Het Golgotha van Twente is, omzoomd door hoge loofbomen, een paar meter hoog en een paar meter breed. Het is er dringen voor Romeinse soldaten en wenende vrouwen rondom de drie kruisen die op de heuvel in het gelid staan. Zaterdagmiddag, even na half twee, klinken vanaf het middelste kruis – met een lichte Twentse tongval – de woorden ‘Het is volbracht’. Jezus van Nazareth laat het hoofd zakken, en in een tent aan de voet van Golgotha produceert een klein orkest het onweer dat volgens de Bijbel losbarstte toen de kruisigingsdood intrad.

‘Jezus was een bijzondere gast’, zegt voormalig verpleegkundige Harry Lutkenhaus, producent van De Strijd, het Passiespel in het openluchttheater in Hertme (gemeente Borne). ‘Hij is al eeuwen niet meer onder ons, maar we hebben het nog steeds over hem.’ Lutkenhaus zelf is, zoals veel oudere acteurs van De Strijd, katholiek opgevoed maar is al lange tijd niet kerkelijk meer. Aan zijn fascinatie voor het lijdensverhaal van Christus doet dit geen afbreuk: daar kun je ook als twijfelaar of als ongelovige nog veel van opsteken.

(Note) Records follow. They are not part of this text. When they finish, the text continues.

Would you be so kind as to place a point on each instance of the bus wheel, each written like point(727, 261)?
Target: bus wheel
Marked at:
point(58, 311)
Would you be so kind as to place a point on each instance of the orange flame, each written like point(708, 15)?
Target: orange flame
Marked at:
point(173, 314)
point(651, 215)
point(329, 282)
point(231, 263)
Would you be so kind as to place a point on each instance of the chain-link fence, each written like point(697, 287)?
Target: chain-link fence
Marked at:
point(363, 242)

Want Jezus was een toonbeeld van offerzin en onbaatzuchtigheid, deugden waaraan het nu nog weleens zou ontbreken. In De Strijd gaat het dus niet alleen om de historische Jezus, maar ook om de actuele Jezus. Als hij na de kruisaflegging weer voor zijn volgelingen verschijnt – een variatie die regisseur Jos Brummelhuis zich veroorlooft op de klassieke passiespelen die eindigen bij Jezus’ dood – declameert de verteller: ‘Dit is ook het begin van een nieuw verhaal. Vertrouw in jezelf en je droom, dan kun je ook de ander vertrouwen.’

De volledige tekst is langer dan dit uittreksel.